Surrounded by tea plantations and human habitats on almost all sides, Lawachara pythons are opportunistically captured and consumed by the indigenous tribal people living adjacent to the forest. Pythons are also often found on the tea estates, particularly in porcupine and pangolin burrows. During our survey, we found an abandoned python nest as well as four python hatchlings in different parts of the tea plantation, indicating that pythons use the plantation areas for breeding purposes.

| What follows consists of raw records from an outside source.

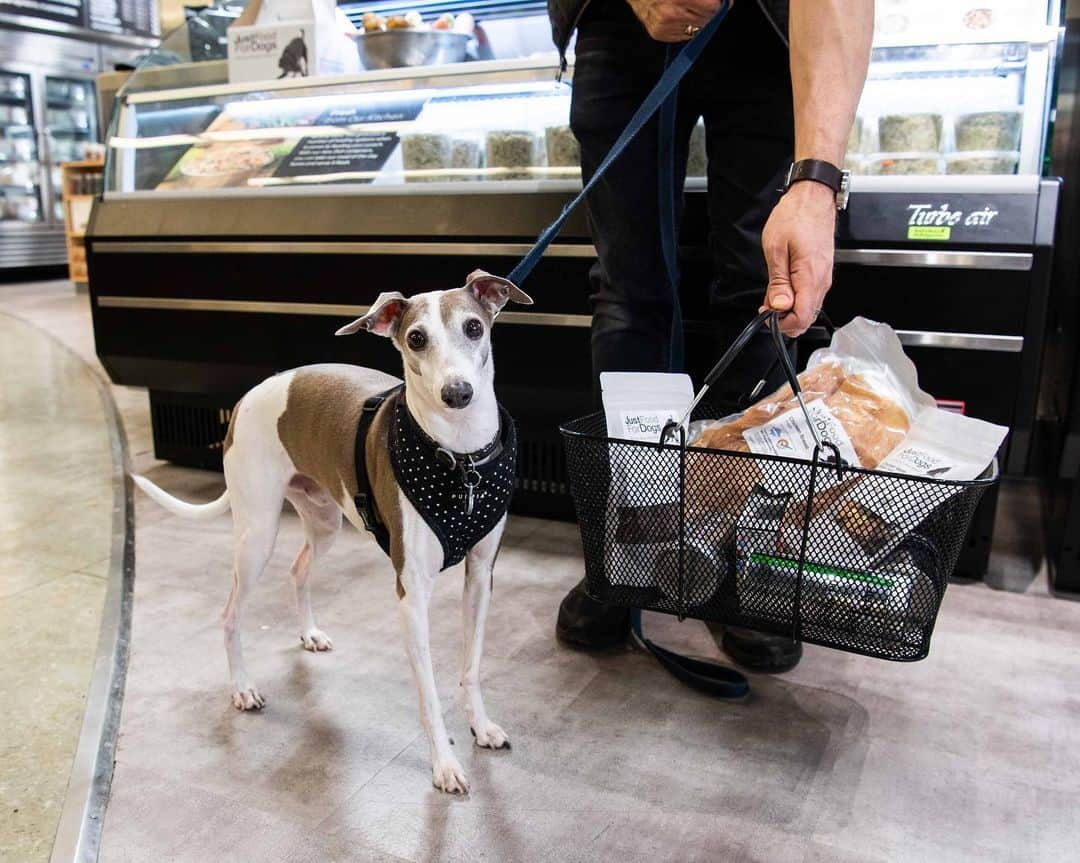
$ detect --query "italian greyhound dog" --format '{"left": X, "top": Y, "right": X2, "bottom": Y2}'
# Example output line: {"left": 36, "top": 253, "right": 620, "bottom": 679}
{"left": 133, "top": 270, "right": 533, "bottom": 794}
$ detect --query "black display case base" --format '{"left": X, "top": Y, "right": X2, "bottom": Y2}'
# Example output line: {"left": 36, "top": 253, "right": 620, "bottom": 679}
{"left": 146, "top": 388, "right": 581, "bottom": 521}
{"left": 149, "top": 390, "right": 236, "bottom": 472}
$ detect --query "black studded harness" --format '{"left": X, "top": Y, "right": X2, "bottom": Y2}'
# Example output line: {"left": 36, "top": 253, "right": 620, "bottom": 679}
{"left": 354, "top": 385, "right": 517, "bottom": 571}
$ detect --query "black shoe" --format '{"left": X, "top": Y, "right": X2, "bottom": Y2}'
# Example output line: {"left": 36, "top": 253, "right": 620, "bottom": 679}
{"left": 556, "top": 578, "right": 631, "bottom": 649}
{"left": 721, "top": 626, "right": 802, "bottom": 673}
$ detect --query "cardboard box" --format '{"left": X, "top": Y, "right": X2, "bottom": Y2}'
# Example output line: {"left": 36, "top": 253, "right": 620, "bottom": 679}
{"left": 228, "top": 19, "right": 317, "bottom": 83}
{"left": 227, "top": 0, "right": 358, "bottom": 84}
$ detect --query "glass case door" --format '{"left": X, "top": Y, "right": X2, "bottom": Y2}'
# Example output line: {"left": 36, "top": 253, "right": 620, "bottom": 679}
{"left": 44, "top": 76, "right": 98, "bottom": 223}
{"left": 0, "top": 70, "right": 42, "bottom": 226}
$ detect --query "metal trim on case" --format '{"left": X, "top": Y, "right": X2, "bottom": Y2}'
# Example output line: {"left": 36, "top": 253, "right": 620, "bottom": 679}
{"left": 0, "top": 12, "right": 160, "bottom": 49}
{"left": 835, "top": 248, "right": 1033, "bottom": 271}
{"left": 123, "top": 56, "right": 566, "bottom": 105}
{"left": 92, "top": 240, "right": 598, "bottom": 257}
{"left": 95, "top": 295, "right": 594, "bottom": 328}
{"left": 805, "top": 325, "right": 1023, "bottom": 353}
{"left": 95, "top": 295, "right": 1023, "bottom": 351}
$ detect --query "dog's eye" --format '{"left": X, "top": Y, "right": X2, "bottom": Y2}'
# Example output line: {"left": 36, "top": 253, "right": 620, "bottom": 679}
{"left": 406, "top": 330, "right": 427, "bottom": 350}
{"left": 464, "top": 318, "right": 484, "bottom": 340}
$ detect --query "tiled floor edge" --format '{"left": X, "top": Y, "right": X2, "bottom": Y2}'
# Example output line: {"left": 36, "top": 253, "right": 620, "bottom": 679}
{"left": 0, "top": 310, "right": 137, "bottom": 863}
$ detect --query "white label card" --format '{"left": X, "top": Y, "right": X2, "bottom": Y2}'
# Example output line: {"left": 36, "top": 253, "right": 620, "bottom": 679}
{"left": 742, "top": 400, "right": 861, "bottom": 466}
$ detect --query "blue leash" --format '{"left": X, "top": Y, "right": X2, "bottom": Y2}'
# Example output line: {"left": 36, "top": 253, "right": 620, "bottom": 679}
{"left": 508, "top": 3, "right": 750, "bottom": 700}
{"left": 507, "top": 1, "right": 730, "bottom": 289}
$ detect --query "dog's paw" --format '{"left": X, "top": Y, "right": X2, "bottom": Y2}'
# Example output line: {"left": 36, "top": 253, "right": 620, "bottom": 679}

This summer, we plan to implant radio transmitters and miniature temperature loggers on several adult pythons to collect data on movement, ranging patterns, and thermal preference of free-ranging pythons.

One of our future research objectives is to answer some important scientific questions: How do pythons react to thermal variation throughout the year? How much time do they spend basking in winter, and do they use different areas of their activity range in cool months versus warm months? How does thermal biology affect detection probability?

The knowledge gained from this study could be crucial for many reasons. Any information that sheds lights on the natural history and ecology of pythons could provide knowledge to help understand their impact on the Everglades and potential range expansion in North America. Our study site in Bangladesh is at nearly the same latitude as southern Florida, which could allow for the collection of useful comparative data to help understand the invasion process.

Also, Burmese pythons are considered Endangered in much of their native range. The lack of basic information makes conservation and management decisions difficult at best, and possibly inappropriate. Collecting information about their home-range size, habitat use, thermoregulatory behavior (e.g. basking) and other aspects of life history will be vital for conservation and management of this species in Bangladesh or anywhere in their native range.